In a world overflowing with visual media--newspapers, magazines, billboards, and the Web--photographs are more in demand than ever. If photography is your thing, you'd do well to specialize and develop a niche in which you excel--by enrolling in photography school. You may choose to create portraits of people or groups (think weddings) or even pets. Alternatively, you could specialize in commercial and industrial photography, scientific photography, news photography, or fine arts photography.
Although the demand for photography is high, the advent of digital photography has made the industry highly competitive. To help serious photographers find good jobs, photography schools provide classes and courses that can ultimately earn you a certificate, diploma, or degree and will place you in high demand.
Photographers held about 122,000 jobs in 2006, according to the U.S. Bureau of Labor Statistics (BLS). That figure is expected to see average growth--about 10 percent--between 2006 and 2016, bringing the total number of photographers to 135,000.
The BLS reports that, for salaried photographers, the 2008 median yearly salary was $29,440. However, more than half of all professional photographers are self-employed.
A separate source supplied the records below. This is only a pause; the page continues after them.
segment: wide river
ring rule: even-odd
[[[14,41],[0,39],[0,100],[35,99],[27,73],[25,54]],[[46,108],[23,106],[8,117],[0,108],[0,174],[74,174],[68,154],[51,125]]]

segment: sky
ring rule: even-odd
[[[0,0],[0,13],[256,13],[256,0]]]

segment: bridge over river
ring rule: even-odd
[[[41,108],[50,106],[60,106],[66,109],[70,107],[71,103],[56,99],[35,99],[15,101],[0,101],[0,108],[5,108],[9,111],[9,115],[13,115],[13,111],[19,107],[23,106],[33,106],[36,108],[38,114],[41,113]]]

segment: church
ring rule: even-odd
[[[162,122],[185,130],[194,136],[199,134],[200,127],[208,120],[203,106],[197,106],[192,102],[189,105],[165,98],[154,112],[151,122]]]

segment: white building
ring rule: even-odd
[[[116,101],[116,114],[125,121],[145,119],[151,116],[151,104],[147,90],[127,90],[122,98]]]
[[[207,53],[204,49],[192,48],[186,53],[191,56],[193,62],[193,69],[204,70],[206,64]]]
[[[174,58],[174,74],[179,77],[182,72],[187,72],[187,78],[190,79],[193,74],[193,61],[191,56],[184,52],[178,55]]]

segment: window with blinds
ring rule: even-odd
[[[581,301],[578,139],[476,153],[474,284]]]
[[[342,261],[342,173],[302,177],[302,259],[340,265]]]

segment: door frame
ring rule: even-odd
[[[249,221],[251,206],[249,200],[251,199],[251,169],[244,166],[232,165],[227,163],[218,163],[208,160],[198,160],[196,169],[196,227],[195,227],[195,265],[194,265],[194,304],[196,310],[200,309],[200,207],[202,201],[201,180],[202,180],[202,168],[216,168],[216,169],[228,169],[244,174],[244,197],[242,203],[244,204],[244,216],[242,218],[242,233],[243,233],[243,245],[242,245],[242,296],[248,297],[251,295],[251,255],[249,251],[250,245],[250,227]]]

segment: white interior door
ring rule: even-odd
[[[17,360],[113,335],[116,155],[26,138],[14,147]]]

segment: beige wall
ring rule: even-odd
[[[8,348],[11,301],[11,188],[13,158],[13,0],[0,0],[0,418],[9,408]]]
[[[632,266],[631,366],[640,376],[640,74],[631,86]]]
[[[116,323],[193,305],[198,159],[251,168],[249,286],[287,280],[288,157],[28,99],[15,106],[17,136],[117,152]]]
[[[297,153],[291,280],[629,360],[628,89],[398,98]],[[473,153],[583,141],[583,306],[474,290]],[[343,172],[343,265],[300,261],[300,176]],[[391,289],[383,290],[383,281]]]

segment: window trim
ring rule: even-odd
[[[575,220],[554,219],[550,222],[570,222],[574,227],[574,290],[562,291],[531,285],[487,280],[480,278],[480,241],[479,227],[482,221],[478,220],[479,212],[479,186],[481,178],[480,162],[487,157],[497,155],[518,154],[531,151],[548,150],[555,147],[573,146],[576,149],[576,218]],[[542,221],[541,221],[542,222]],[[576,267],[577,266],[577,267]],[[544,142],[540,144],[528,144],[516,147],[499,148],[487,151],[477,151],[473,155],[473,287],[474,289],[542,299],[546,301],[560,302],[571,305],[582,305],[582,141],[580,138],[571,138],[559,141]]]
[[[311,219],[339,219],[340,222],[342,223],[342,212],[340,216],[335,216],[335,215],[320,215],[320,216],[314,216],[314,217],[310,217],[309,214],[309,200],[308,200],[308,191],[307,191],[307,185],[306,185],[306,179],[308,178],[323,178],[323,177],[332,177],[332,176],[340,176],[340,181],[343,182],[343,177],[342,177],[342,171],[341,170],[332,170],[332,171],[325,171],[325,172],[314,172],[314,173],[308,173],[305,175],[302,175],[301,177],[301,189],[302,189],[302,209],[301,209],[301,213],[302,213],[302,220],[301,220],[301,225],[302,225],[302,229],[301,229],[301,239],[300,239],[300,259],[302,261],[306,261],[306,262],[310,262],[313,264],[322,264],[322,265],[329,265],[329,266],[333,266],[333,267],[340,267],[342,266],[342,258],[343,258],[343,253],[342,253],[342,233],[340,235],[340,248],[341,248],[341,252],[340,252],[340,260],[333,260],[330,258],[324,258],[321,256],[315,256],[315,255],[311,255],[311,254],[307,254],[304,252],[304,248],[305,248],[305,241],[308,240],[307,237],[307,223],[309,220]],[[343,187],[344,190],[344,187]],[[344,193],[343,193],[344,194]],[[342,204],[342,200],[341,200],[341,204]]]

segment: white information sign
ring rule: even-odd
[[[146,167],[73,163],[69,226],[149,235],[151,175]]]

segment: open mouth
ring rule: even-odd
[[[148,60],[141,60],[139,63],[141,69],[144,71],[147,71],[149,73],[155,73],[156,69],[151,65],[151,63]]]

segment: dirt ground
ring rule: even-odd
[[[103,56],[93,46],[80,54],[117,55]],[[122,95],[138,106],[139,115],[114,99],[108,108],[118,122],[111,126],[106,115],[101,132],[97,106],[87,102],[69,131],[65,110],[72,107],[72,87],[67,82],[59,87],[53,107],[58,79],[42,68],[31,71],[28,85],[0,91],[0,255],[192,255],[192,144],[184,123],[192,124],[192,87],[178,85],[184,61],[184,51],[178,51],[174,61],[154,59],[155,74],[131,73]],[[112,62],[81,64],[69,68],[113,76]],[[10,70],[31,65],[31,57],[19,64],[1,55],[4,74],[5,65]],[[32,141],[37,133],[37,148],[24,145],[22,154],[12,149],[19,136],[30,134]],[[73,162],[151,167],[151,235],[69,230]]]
They may own a studio or simply perform freelance photography, and their yearly earnings may be markedly higher or lower than salaried photographers.
Photography training is critical to success in this competitive field. To get an entry-level position in photojournalism or industrial or scientific photography, you'll probably need a college degree in photography or in the industry you'll be shooting. For any other type of photography, a bachelor's degree in an area such as photojournalism or fine art photography, or even courses or classes to help you get a certificate or diploma, will enable you to develop the most satisfying job or career.